Bee leaned to look. “That’s from one of my dreams. Two trolls walking along. I like how their crests are each raised to a different height, as if one is indifferent and the other amused. See here there are two boots. So there is a man walking with them, only their bodies obscure his. I imagine that the man is the one talking, only we can’t see his face. Trolls are so interesting. They speak perfectly well, but their own language is all whistles and clicks. There is a course at the university here where people try to learn it, but I heard no person can use it properly.”
My mouth parted, as if to receive a kiss. “It’s Vai, with the Jovesday trolls. Kofi said Vai would have to leave Expedition.”
“Who is Kofi?”
I placed my finger on a small portrait of a young man with a mop of locks and jagged scars on his cheeks, pushing a cart heaped with baskets of fruit. “This is Kofi. Vai’s friend.”
“The arrogant cold mage has friends?”
I pinched her arm.
“Ouch!

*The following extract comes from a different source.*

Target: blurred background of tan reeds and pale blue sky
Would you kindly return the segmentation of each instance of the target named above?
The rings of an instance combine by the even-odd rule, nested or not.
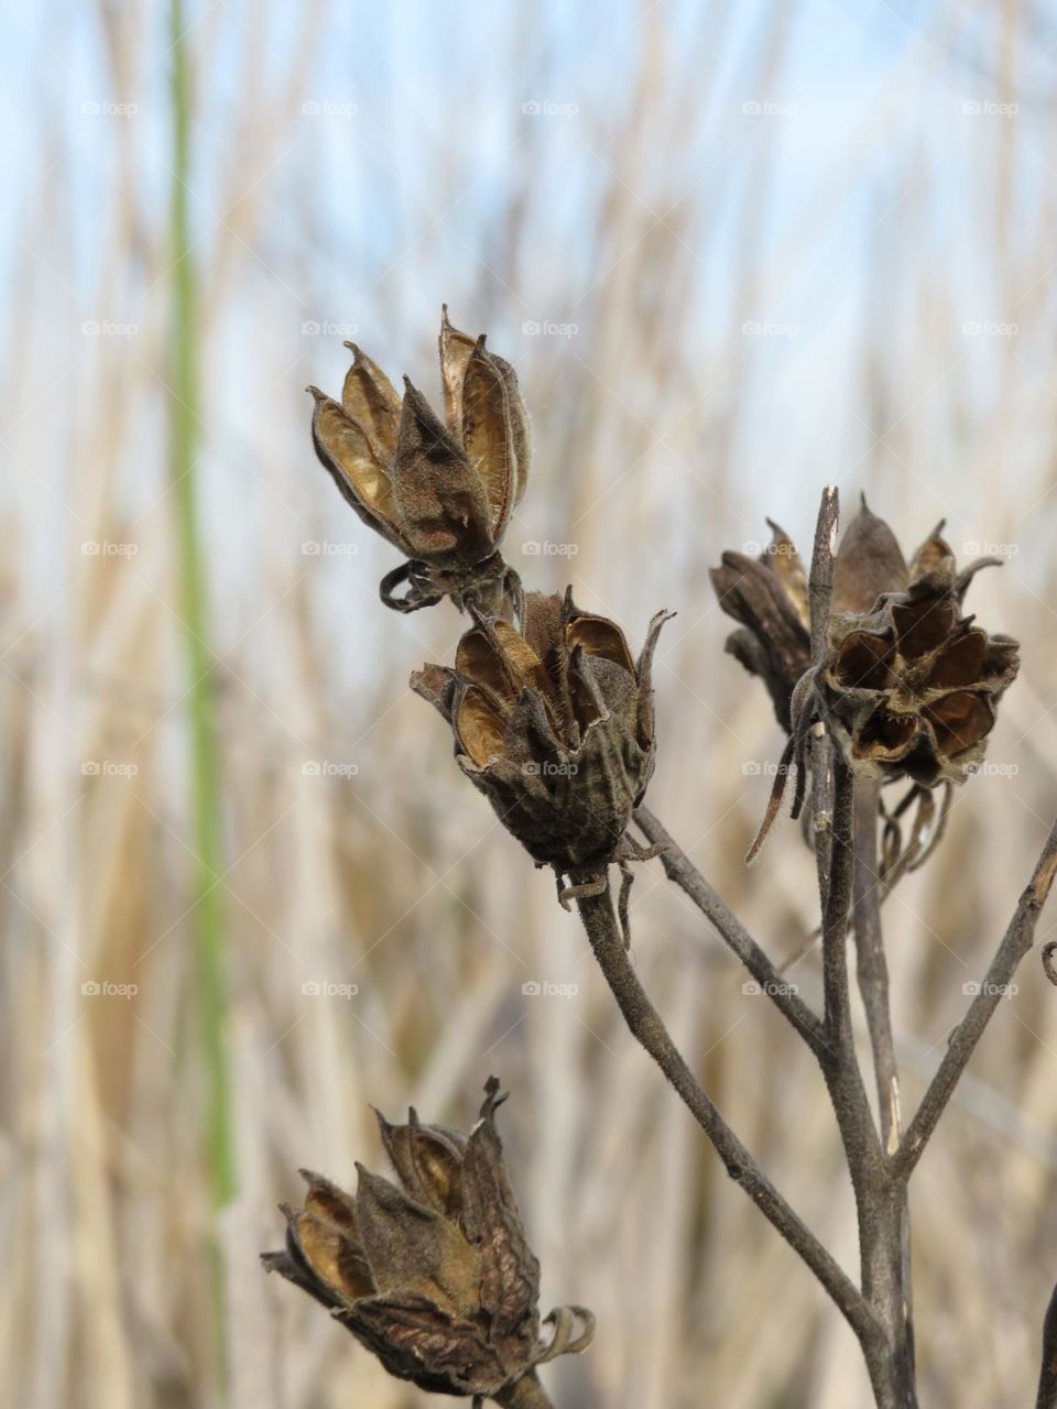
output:
[[[905,1110],[1057,799],[1057,8],[1002,0],[97,0],[0,13],[0,1363],[28,1409],[413,1409],[266,1279],[368,1102],[496,1072],[562,1409],[857,1409],[858,1348],[622,1027],[576,920],[407,689],[443,606],[309,442],[355,338],[438,392],[440,306],[534,417],[507,558],[660,648],[650,803],[777,957],[815,926],[782,745],[707,569],[860,490],[1005,559],[989,769],[885,907]],[[638,972],[855,1267],[815,1068],[657,862]],[[1044,917],[1040,937],[1057,931]],[[791,975],[819,998],[815,955]],[[564,993],[534,995],[523,985]],[[569,992],[572,991],[572,992]],[[1032,955],[913,1185],[922,1403],[1023,1405],[1057,1277],[1057,995]],[[227,1364],[221,1388],[218,1367]]]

I meant, friends who are common laborers.”
“There’s a great deal the general doesn’t know about Vai. Kofi is going to marry Vai’s sister. Strange to think you’re dreaming about Vai.” I ran a finger across an arch decorated with four phases of the moon, then paused at a sketch of a wooden bench with a slatted back sitting in front of a brick wall adorned with falls of the flowering vine I had seen in Tanit’s bower. “What is this?”

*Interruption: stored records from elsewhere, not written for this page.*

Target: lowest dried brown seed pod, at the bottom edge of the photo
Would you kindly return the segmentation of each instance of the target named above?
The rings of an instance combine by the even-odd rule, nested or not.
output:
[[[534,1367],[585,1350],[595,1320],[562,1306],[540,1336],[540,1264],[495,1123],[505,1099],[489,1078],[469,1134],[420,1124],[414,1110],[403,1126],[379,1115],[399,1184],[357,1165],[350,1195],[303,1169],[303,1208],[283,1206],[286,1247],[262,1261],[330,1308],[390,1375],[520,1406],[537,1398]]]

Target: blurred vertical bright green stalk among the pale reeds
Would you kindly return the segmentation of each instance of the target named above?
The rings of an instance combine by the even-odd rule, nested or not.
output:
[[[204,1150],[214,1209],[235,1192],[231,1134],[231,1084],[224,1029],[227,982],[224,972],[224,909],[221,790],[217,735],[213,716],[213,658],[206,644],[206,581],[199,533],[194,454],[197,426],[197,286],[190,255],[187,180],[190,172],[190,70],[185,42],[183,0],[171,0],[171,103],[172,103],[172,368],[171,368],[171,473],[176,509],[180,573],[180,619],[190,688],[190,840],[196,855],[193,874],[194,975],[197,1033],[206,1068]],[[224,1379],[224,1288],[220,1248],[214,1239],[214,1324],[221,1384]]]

“I don’t know. I just sketch what I dream.”
“The Jovesday trolls,” I murmured. “Could you lie down at night with a specific thing in mind to dream about?”
“I’ve tried. I can’t. I am not dreaming my own dreams. I am walking through the dreams of someone who is already dreaming.”
“A dragon.”
“Yet I still haven’t seen a single plump deer, much less one running exceedingly slowly.”
My smile at her jest twisted into a considering frown. “Keer must know where Chartji’s aunt lives. Chartji’s aunt knows Kofi. There’s the link. I have a plan. Well, as long as Keer doesn’t eat me for not coming back when I said I would. We have to go to the law offices, in the harbor district.”
“There’s a statement to send stark fear through my bones.”
“My being eaten?”
“No. You’re not plump enough to tempt them. I meant, going outside the city walls.”
“Where do you think I’ve been living? Haven’t you explored the rest of Expedition?”
“Of course not! Everyone says it’s much too dangerous!”
“I’ve staggered drunk through the streets without being molested and felt ever so much safer than I did in Adurnam! Anyhow, I think it’s possible Vai is hiding in troll town. Tomorrow morning I’ll go to the law offices. I want anyone watching me to see I’m not living under the general’s protection. I could get a room there, too. Could you live with me there?”
Her eyes flared, then tightened as she looked away. “No. I am required to begin learning Taino and also to take lessons in the complicated court etiquette I will be marrying into.”
“Then I stay with you here. If he will not believe me, then he is not worth suffering over.”
She embraced me, staring into my eyes as if she could pierce the veils that masked me. “Cat, when Hallows’ Night comes, are you going to try to sacrifice yourself in order to save me?”
“What makes you think I could?” I whispered.
“Because I won’t allow it! I read Uncle Daniel’s journals. If you have to answer questions with questions, then when you were in the spirit world without me, you must have been forced to become a servant of the night court. You must promise me you won’t sacrifice yourself. Promise me!”